The Asian Development Bank (ADB) has approved a $50 million policy-based loan as part of an ongoing program of financial reforms to strengthen public debt and fiscal risk management and develop financial markets in Armenia.
The second subprogram of the Public Efficiency and Financial Markets Program supports the Government of Armenia’s efforts to consolidate fiscal reforms, reduce financial risks in the economy, provide a sustainable framework for financial markets development, and usher in a more conducive environment for private sector involvement in infrastructure development. ADB provided $40 million in October 2017 to the first subprogram.
“ADB is committed to helping the Government of Armenia improve its economic growth and financial stability outlook through policy and technical assistance,” said ADB Senior Financial Sector Economist Mr. João Farinha-Fernandes. “The reforms that enabled the approval of this $50 million policy-based loan will continue the efforts laid out in the first subprogram.”
While financial institutions in Armenia have improved their contribution to the country’s economy over the years, financial markets remain nascent. This limits the development of the private sector in the country, which is vital for Armenia’s growth and development. This situation is also affecting public finance, fiscal management, as well as macroeconomic and financial stability in the country—factors that are crucial in improving investment levels in Armenia, which has declined to 18% in 2017 from about 40% of gross domestic product before 2009.
Through various policy reforms, the Public Efficiency and Financial Markets Program is aimed at strengthening Armenia’s public debt and fiscal risk management through capacity building of various agencies including the Public Debt and Management Department as well as the Ministry of Finance. It also aims to improve the government’s securities market and money-market infrastructure, while broadening the range of financial instruments available to attract more private investments in the country. The second subprogram continued these reform efforts.

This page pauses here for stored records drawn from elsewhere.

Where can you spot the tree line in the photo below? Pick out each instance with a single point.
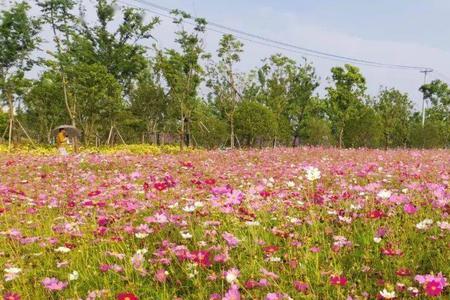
(101, 78)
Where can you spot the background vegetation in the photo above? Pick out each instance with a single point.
(101, 79)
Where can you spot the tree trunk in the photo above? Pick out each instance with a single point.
(182, 129)
(11, 118)
(232, 133)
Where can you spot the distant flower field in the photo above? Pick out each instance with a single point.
(305, 223)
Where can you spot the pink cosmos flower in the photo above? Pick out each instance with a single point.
(274, 296)
(338, 280)
(301, 286)
(433, 288)
(53, 284)
(233, 293)
(433, 284)
(161, 276)
(410, 209)
(11, 296)
(231, 240)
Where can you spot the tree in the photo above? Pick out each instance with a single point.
(18, 39)
(150, 105)
(394, 109)
(183, 73)
(348, 91)
(255, 122)
(98, 98)
(57, 13)
(363, 127)
(45, 106)
(208, 129)
(223, 80)
(119, 51)
(438, 92)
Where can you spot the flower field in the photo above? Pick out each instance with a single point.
(305, 223)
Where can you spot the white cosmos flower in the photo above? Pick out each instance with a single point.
(252, 223)
(312, 173)
(186, 235)
(13, 270)
(290, 184)
(425, 224)
(62, 249)
(384, 194)
(189, 208)
(142, 251)
(12, 273)
(199, 204)
(141, 235)
(387, 295)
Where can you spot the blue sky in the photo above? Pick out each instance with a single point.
(410, 32)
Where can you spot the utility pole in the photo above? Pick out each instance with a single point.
(425, 73)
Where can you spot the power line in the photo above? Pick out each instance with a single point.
(253, 40)
(287, 46)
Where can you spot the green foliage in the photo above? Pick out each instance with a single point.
(394, 109)
(98, 97)
(18, 39)
(316, 132)
(3, 122)
(343, 98)
(45, 108)
(101, 77)
(363, 128)
(119, 51)
(208, 130)
(182, 72)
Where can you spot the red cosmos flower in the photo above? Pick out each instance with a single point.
(264, 194)
(271, 249)
(301, 286)
(210, 181)
(251, 284)
(127, 296)
(375, 214)
(403, 272)
(433, 288)
(201, 257)
(94, 193)
(11, 296)
(187, 164)
(338, 280)
(160, 186)
(391, 252)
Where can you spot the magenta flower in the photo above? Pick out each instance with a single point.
(232, 293)
(53, 284)
(274, 296)
(161, 275)
(433, 288)
(231, 240)
(338, 280)
(301, 286)
(11, 296)
(410, 209)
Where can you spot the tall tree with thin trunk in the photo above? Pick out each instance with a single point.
(344, 97)
(183, 73)
(57, 14)
(223, 80)
(18, 39)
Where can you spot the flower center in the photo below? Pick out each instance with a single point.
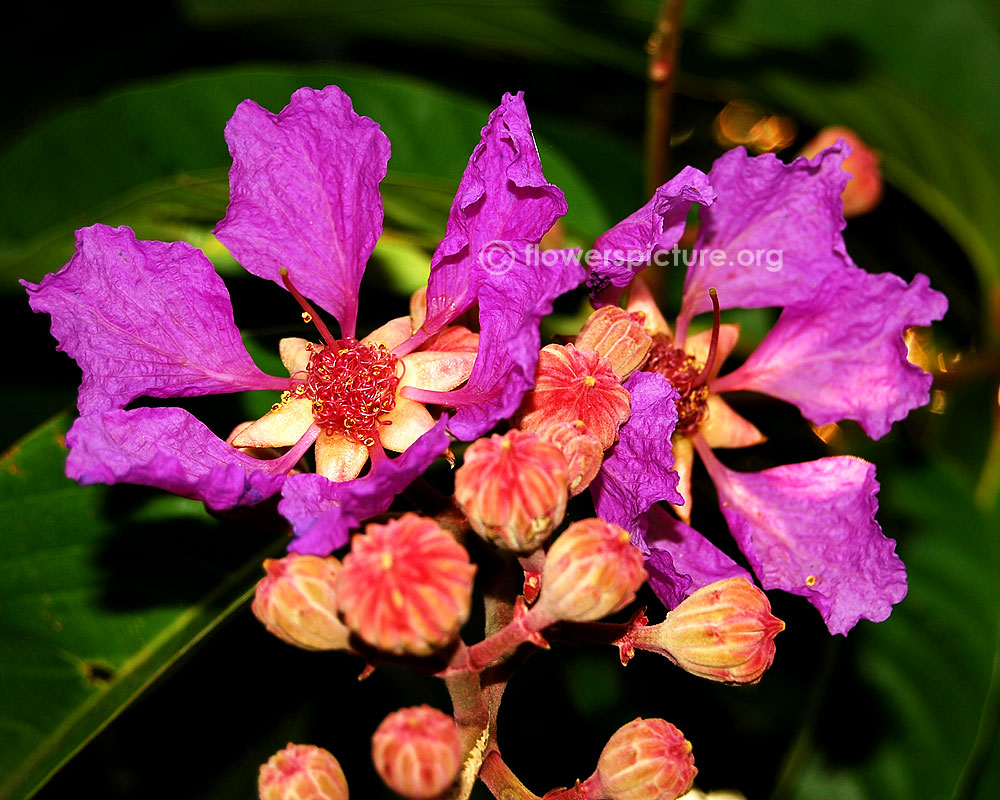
(685, 375)
(352, 387)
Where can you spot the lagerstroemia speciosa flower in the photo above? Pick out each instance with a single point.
(836, 352)
(150, 319)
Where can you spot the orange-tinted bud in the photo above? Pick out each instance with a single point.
(417, 752)
(864, 190)
(513, 488)
(572, 385)
(297, 602)
(406, 586)
(724, 632)
(648, 759)
(581, 449)
(619, 336)
(302, 772)
(590, 571)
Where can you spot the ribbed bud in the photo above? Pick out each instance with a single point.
(724, 632)
(590, 571)
(302, 772)
(513, 488)
(648, 759)
(572, 385)
(297, 602)
(406, 586)
(581, 449)
(864, 190)
(417, 752)
(619, 336)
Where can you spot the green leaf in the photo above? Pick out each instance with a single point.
(154, 158)
(101, 591)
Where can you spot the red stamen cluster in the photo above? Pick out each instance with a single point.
(352, 387)
(685, 375)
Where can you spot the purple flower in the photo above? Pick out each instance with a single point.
(836, 351)
(149, 319)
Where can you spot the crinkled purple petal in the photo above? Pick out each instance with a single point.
(638, 469)
(304, 195)
(842, 355)
(502, 209)
(144, 318)
(323, 512)
(810, 529)
(679, 560)
(170, 449)
(772, 236)
(625, 250)
(511, 307)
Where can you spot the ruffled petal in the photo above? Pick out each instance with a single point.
(323, 513)
(144, 318)
(627, 249)
(170, 449)
(782, 221)
(810, 529)
(511, 308)
(502, 209)
(842, 355)
(304, 195)
(638, 470)
(679, 560)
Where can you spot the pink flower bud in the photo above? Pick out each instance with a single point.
(581, 449)
(575, 385)
(619, 336)
(297, 602)
(302, 772)
(513, 489)
(417, 752)
(406, 586)
(590, 571)
(724, 632)
(648, 759)
(864, 190)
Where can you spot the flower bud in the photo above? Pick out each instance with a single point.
(572, 385)
(619, 336)
(406, 586)
(417, 752)
(864, 190)
(297, 602)
(724, 632)
(581, 449)
(648, 759)
(590, 571)
(513, 488)
(302, 772)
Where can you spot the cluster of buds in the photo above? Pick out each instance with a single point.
(404, 592)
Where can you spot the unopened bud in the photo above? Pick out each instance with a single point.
(406, 586)
(302, 771)
(297, 602)
(619, 336)
(581, 449)
(864, 190)
(648, 759)
(590, 571)
(513, 488)
(724, 632)
(417, 752)
(572, 385)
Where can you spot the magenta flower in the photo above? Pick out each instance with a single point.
(148, 319)
(836, 352)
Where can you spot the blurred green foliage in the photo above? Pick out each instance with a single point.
(118, 117)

If the reforms are sustained, more developed financial markets will help Armenia in various ways, including supporting government funding in the domestic market; developing local capital markets; providing suitable instruments to authorities to deal with macroeconomic shocks and risks to financial stability; and improving the efficiency of capital allocation and intermediation in the country.
ADB is committed to achieving a prosperous, inclusive, resilient, and sustainable Asia and the Pacific, while sustaining its efforts to eradicate extreme poverty. Established in 1966, it is owned by 67 members—48 from the region. In 2017, ADB operations totaled $32.2 billion, including $11.9 billion in cofinancing.